I’m trying to profile record
in Makie to see where there might be optimization potential. So I was just calling @profview
on a simple record
invocation with a throwaway plot, like this:
julia> using GLMakie
julia> @profview record(lines(cumsum(randn(1000))), "test.mp4", 1:10, framerate = 60) do i
end
The flame graph weirdly shows the lines
call much more prominently than the recording machinery for 10 frames, the lines
column is about six times wider than the record
part:
In record
, the function that actually renders and writes out each frame is called recordframe!

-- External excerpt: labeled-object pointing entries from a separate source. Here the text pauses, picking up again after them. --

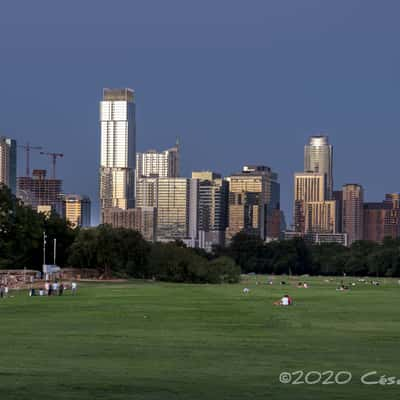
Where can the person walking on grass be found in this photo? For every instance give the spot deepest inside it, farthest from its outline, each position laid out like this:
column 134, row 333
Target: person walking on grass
column 74, row 288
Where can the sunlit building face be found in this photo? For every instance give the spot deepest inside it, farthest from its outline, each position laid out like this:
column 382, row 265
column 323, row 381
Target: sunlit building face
column 118, row 150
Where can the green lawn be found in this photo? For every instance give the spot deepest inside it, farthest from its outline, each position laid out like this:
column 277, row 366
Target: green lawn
column 174, row 341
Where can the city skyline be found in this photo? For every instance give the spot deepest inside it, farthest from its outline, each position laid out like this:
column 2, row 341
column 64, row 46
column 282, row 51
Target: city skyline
column 250, row 93
column 288, row 212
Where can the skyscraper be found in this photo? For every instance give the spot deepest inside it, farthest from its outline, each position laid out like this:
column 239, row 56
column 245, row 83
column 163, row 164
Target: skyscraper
column 212, row 208
column 164, row 164
column 173, row 208
column 8, row 163
column 318, row 158
column 320, row 217
column 253, row 195
column 118, row 148
column 308, row 187
column 141, row 219
column 352, row 212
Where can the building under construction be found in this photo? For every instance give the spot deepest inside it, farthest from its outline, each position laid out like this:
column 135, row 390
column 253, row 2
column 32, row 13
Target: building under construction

. I then edited the source and put a @time
statement in front of where it’s called, and ran this:
julia> @time "all" record(@time("lines", lines(cumsum(randn(1000)))), "test.mp4", 1:10, framerate = 60) do i
end
lines: 0.008834 seconds (34.60 k allocations: 2.237 MiB)
recordframe!: 0.017088 seconds (969 allocations: 30.281 KiB)
recordframe!: 0.010208 seconds (967 allocations: 30.000 KiB)
recordframe!: 0.006260 seconds (967 allocations: 30.000 KiB)
recordframe!: 0.007005 seconds (967 allocations: 30.000 KiB)
recordframe!: 0.005392 seconds (967 allocations: 30.000 KiB)
recordframe!: 0.006734 seconds (967 allocations: 30.000 KiB)
recordframe!: 0.005713 seconds (967 allocations: 30.000 KiB)
recordframe!: 0.005487 seconds (967 allocations: 30.000 KiB)
recordframe!: 0.008419 seconds (967 allocations: 30.000 KiB)
recordframe!: 0.005806 seconds (967 allocations: 30.000 KiB)
all: 0.191205 seconds (101.17 k allocations: 9.412 MiB, 15.40% compilation time)
"test.mp4"
This shows the lines
part needs about 8 or 9 milliseconds, and each frame needs between 5 and 17 milliseconds. So why is recordframe!
so underrepresented in the flame graph? I thought @profview
was just taking backtraces periodically and counting how often certain functions are in the call stack?
My only guess is that it could have something to do with rendering happening on the GPU via OpenGL and that while we’re waiting for that, maybe the sampling profiler is completely blocked from running or so? That would completely mess up the distribution, but how can I find out if that’s the case?